Introduction

Arsenic is mainly of geochemical origin and is one of the 20 most abundant elements in the Earth’s crust. Arsenic has been characterized as an “essential toxin” because it is both required in trace amounts for growth and metabolism, but it is toxic at high concentrations (Stolz et al. 2002). The toxicity of arsenic depends on its oxidation state and chemical form. Inorganic arsenic compounds are more hazardous than organic forms. The soluble forms of inorganic arsenic include trivalent arsenite (AsO2 or AsO3 3−) and pentavalent arsenate (AsO4 3−), and these are the most common arsenic species found in the environment. The toxicity of arsenate in large part stems from its ability to act as a structural analog of phosphate and it inhibits oxidative phosphorylation by producing unstable arsenylated derivatives (Anderson et al. 1992; Tamaki and Frankenberger 1992). In contrast, since arsenite binds to sulfhydryl groups of proteins and dithiols such as glutaredoxin, it disrupts proteins and interferes with enzyme function (Anderson et al. 1992).

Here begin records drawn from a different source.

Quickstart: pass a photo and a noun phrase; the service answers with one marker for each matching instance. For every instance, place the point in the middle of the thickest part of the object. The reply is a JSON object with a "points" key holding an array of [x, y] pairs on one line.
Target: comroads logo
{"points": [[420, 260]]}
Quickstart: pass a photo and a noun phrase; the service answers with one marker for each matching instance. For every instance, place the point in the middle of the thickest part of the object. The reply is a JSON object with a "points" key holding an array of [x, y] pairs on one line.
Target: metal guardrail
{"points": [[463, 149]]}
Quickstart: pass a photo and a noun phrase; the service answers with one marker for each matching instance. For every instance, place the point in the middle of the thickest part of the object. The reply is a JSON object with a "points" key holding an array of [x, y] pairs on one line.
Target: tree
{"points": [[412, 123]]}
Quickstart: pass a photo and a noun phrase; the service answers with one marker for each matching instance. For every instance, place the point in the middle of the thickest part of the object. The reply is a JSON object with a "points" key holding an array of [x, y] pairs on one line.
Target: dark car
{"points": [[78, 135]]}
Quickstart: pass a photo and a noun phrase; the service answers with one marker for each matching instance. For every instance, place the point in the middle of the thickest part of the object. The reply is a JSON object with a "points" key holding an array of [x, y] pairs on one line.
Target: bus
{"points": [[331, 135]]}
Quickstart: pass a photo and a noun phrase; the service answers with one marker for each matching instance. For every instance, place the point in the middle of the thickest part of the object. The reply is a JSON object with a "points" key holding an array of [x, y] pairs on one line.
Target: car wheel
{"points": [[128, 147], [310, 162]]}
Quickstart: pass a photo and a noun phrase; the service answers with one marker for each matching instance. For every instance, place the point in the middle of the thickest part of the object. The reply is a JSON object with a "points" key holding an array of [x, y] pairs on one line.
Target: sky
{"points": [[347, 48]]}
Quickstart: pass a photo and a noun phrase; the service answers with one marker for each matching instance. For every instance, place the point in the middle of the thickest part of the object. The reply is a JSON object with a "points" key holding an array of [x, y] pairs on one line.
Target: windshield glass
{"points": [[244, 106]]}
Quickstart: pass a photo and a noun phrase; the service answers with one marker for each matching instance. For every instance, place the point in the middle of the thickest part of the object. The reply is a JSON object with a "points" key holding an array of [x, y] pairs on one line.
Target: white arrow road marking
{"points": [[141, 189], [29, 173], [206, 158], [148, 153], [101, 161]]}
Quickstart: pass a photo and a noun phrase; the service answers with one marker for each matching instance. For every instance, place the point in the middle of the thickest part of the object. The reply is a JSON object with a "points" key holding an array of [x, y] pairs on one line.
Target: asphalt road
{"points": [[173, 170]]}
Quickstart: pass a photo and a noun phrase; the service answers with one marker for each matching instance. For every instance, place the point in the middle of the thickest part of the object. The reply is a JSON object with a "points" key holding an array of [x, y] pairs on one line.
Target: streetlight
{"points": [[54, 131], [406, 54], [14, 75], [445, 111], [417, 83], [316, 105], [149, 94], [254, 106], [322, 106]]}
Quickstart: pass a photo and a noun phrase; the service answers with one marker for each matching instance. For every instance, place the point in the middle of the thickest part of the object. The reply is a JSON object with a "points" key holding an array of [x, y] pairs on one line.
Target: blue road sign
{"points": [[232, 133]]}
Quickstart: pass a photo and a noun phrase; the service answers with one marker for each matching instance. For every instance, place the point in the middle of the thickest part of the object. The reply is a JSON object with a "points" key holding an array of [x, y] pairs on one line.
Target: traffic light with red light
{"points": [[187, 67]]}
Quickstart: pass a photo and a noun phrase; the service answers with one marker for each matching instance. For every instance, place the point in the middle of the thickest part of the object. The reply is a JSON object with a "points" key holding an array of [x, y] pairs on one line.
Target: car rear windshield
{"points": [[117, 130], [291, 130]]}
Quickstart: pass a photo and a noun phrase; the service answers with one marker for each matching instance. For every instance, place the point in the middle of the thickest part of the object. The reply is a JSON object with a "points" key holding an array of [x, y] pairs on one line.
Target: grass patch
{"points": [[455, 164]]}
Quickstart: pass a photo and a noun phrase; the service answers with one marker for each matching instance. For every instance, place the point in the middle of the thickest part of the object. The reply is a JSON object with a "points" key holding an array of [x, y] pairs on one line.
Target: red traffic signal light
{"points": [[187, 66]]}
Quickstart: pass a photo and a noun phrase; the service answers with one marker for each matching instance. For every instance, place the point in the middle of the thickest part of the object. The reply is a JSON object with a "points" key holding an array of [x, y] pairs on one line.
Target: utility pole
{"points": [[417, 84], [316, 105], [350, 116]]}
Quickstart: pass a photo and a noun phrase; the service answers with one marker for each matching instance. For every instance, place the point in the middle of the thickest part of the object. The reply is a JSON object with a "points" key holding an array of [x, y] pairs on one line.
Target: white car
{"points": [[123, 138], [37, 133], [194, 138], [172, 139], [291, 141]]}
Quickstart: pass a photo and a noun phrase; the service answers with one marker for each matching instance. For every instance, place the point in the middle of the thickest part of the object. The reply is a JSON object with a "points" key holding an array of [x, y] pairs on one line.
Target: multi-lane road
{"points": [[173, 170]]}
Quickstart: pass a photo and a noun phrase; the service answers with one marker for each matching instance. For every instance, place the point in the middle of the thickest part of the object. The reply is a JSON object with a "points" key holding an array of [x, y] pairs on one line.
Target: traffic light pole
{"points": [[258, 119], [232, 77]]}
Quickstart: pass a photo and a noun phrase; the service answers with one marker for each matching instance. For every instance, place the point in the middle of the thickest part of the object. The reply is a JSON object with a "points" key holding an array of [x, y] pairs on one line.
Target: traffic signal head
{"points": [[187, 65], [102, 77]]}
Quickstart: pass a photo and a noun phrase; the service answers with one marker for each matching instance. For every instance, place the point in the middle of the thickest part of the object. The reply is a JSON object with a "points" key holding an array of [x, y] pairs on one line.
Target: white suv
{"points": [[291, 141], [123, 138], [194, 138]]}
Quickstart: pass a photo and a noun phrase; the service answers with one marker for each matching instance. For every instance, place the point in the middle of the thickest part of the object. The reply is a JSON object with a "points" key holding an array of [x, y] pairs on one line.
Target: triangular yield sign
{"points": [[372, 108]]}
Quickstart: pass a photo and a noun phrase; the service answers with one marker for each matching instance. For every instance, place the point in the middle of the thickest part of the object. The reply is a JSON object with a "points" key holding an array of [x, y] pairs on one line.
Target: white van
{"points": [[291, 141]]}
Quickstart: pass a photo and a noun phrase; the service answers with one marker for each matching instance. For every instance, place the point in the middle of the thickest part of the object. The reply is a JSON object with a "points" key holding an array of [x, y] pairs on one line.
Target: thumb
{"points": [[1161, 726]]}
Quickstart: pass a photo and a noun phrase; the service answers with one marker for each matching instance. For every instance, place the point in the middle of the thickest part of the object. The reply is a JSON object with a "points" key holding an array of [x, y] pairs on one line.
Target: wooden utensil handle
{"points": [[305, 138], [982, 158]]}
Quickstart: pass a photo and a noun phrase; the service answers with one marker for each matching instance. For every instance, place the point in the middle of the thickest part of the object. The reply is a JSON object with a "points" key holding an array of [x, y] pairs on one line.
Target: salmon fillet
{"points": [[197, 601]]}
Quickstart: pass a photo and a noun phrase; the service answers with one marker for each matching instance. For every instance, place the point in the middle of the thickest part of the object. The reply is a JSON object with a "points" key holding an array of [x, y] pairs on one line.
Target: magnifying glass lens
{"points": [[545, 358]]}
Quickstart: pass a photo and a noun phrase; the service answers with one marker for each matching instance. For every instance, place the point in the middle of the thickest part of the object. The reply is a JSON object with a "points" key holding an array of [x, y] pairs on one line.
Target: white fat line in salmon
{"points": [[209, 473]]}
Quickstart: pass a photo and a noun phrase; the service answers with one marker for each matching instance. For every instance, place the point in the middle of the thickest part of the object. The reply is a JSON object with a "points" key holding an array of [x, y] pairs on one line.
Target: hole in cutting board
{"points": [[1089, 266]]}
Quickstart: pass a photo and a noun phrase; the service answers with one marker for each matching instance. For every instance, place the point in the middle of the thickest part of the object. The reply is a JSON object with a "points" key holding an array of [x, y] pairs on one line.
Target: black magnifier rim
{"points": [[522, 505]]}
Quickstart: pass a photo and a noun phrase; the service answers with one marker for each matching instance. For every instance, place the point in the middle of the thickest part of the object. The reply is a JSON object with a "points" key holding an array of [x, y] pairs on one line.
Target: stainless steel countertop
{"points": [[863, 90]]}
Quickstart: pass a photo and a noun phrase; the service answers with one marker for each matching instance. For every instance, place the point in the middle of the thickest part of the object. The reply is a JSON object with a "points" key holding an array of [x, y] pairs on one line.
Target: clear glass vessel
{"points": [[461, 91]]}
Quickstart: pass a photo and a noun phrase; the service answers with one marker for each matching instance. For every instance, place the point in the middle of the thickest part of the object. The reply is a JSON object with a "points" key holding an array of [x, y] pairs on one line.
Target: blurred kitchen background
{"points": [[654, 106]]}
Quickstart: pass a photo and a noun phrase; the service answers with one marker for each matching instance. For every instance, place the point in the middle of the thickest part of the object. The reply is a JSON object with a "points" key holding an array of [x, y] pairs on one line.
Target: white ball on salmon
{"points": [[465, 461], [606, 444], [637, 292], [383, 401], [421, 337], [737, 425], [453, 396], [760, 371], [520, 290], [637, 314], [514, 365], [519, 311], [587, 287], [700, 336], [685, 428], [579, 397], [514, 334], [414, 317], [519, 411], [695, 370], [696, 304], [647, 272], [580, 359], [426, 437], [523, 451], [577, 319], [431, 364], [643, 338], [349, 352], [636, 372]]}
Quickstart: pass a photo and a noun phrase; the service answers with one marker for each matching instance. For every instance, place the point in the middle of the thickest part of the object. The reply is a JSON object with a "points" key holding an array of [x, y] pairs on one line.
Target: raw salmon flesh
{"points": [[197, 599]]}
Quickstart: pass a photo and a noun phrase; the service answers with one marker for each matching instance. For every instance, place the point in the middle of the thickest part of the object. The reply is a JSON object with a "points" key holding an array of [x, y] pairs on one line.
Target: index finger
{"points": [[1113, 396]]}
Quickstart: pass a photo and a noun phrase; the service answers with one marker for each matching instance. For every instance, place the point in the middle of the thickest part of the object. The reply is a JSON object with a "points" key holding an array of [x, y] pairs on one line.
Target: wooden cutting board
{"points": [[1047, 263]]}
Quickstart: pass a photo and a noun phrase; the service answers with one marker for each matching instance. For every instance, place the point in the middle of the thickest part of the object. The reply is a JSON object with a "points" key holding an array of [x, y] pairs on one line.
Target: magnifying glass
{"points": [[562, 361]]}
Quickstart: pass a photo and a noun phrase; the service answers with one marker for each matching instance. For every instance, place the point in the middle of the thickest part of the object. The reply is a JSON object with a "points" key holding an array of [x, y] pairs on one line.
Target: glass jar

The biogeochemical cycling of arsenic in nature strongly depends on microbial transformation, which affects its mobility and the distribution of arsenic species in the environment (Quinn and McMullan 1995; Tamaki and Frankenberger 1992). Arsenic solubility under oxidizing conditions is low because arsenate is the predominant species and strongly adsorbs onto rock surfaces or forms minerals with iron, manganese, and aluminum. Arsenate is generally found to be the major species in arsenic-contaminated soils (Garcia-Manyes et al. 2002; Bissen and Frimmet 2000).

The bacterial oxidation of arsenite to arsenate represents a potential partial detoxification mechanism because it generates the less toxic and less mobile form of arsenic, this has broad applications in bioremediation (Simeonova et al. 2004). In contrast, arsenic can lead to the mobilization of arsenite under reducing or anaerobic conditions, such as in groundwater (Mok and Wai 1994). The transformation of arsenate to arsenite by arsenate-reducing bacteria, however, results in the direct release of arsenite, which poses serious environmental concerns due to the higher toxicity and mobility of arsenite than arsenate.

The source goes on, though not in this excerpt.